UPDATE: the first step could be done even faster, without any divisions, with a binary search like this:
int my_log10(unsigned short n){
// short: 0.. 64k -> 1.. 5 digits
if (n < 1000){ // 1..3
if (n < 10) return 1;
if (n < 100) return 2;
return 3;
} else { // 4..5
if (n < 10000) return 4;
return 5;
}
}
If your index started at the least significant digit, you could do something like
p = pow(10,index);
x = (x / (p*10) * (p*10) + value * p + x % p).
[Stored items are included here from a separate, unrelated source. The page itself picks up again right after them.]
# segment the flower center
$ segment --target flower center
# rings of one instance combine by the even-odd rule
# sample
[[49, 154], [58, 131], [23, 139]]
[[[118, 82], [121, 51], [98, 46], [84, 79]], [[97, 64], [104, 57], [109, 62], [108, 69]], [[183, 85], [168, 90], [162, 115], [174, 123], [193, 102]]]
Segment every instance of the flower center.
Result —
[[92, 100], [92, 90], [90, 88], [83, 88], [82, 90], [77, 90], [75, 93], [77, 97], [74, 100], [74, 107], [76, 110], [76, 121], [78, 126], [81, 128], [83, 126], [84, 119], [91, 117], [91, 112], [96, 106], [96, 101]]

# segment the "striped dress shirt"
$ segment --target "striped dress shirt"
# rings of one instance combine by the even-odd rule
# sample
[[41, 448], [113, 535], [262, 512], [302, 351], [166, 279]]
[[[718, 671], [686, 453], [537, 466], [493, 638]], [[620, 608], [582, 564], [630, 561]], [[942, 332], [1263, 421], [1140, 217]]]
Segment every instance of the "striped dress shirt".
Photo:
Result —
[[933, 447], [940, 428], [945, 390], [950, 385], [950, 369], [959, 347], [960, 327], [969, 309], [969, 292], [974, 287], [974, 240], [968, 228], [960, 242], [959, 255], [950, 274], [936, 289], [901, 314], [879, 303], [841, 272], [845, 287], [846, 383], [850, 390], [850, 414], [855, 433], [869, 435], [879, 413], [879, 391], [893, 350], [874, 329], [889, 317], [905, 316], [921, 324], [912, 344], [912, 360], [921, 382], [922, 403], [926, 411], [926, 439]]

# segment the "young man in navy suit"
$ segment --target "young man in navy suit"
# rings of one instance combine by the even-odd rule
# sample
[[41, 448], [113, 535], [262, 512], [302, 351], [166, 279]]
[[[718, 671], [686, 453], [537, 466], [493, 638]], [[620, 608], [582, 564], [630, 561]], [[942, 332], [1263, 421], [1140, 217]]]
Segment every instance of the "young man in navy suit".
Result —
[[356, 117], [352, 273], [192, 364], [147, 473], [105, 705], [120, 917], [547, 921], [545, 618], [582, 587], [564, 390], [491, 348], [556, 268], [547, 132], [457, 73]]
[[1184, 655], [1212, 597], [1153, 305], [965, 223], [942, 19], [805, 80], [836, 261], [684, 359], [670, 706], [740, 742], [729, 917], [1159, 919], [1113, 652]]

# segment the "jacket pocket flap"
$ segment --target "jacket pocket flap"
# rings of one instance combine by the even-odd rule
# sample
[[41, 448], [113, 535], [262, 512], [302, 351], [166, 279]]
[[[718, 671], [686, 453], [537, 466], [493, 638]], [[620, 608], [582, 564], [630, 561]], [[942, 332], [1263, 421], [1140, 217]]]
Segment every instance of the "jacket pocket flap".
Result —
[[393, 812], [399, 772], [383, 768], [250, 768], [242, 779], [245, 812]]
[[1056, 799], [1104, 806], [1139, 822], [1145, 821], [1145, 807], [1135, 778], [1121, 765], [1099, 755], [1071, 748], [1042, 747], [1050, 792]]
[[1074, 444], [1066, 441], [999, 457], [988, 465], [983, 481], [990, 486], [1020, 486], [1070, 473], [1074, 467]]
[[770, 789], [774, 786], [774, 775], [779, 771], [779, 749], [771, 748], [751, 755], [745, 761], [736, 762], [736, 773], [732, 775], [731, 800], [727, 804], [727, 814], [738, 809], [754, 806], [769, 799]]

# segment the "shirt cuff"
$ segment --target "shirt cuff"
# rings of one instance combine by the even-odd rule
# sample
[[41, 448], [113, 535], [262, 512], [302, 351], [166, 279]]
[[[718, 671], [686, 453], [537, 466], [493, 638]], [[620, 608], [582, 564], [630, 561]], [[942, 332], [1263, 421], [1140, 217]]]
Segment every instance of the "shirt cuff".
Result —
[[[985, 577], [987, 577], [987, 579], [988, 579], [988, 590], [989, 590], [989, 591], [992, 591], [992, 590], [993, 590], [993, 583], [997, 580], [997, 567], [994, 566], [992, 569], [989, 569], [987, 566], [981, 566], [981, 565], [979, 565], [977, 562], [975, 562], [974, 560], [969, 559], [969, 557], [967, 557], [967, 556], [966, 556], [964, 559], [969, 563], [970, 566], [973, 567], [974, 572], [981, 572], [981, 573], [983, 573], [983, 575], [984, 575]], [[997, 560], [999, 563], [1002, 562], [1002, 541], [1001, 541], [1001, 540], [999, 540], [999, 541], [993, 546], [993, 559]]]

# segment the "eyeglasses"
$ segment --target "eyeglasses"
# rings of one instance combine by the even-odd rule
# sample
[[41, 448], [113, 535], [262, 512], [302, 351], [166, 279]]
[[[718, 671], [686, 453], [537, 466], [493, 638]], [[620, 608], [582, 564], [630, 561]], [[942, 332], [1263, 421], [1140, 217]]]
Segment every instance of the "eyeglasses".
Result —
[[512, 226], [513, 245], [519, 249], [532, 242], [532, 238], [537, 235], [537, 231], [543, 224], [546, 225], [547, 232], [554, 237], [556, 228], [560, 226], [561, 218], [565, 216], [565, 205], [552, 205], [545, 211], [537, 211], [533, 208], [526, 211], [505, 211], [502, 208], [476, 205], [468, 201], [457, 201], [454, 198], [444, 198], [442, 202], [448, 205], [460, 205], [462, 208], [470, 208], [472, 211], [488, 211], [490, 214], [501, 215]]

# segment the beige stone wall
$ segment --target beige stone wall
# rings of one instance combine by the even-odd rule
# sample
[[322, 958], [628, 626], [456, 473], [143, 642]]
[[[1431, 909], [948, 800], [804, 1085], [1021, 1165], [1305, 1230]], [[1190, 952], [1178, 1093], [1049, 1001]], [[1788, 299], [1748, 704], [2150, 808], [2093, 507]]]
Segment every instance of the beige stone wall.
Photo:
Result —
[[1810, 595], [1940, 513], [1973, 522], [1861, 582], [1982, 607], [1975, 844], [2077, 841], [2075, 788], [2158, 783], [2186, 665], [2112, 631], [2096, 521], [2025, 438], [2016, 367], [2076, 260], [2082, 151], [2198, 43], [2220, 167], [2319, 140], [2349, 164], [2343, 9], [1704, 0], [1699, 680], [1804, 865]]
But since your index is backwards, a string is probably the way to go. It would also be more readable and maintainable.
Calculate the "mask" M: 10 raised to the power of index, where index is a zero-based index from the right. If you need to index from the left, recalculate index accordingly.
Calculate the "prefix" PRE = x / (M * 10) * (M * 10)
Calculate the "suffix" SUF = x % M
Calculate the new "middle part" MID = value * M
Generate the new number new_x = PRE + MID + POST.
P.S. ruslik's answer does it more elegantly :)
You need to start by figuring out how many digits are in your input. I can think of two ways of doing that, one with a loop and one with logarithms. Here's the loop version. This will fail for negative and zero inputs and when the index is out of bounds, probably other conditions too, but it's a starting point.
def f(x, index, value):
place = 1
residual = x
while residual > 0:
if index < 0:
place *= 10
index -= 1
residual /= 10
digit = (x / place) % 10
return x - (place * digit) + (place * value)
P.S. This is working Python code. The principle of something simple like this is easy to work out, but the details are so tricky that you really need to iterate it a bit. In this case I started with the principle that I wanted to subtract out the old digit and add the new one; from there it was a matter of getting the correct multiplier.
You gotta get specific with your compute platform if you're talking about performance.
I would approach this by converting the number into pairs of decimal digits, 4 bit each.
Then I would find and process the pair that needs modification as a byte.
Then I would put the number back together.
There are assemblers that do this very well.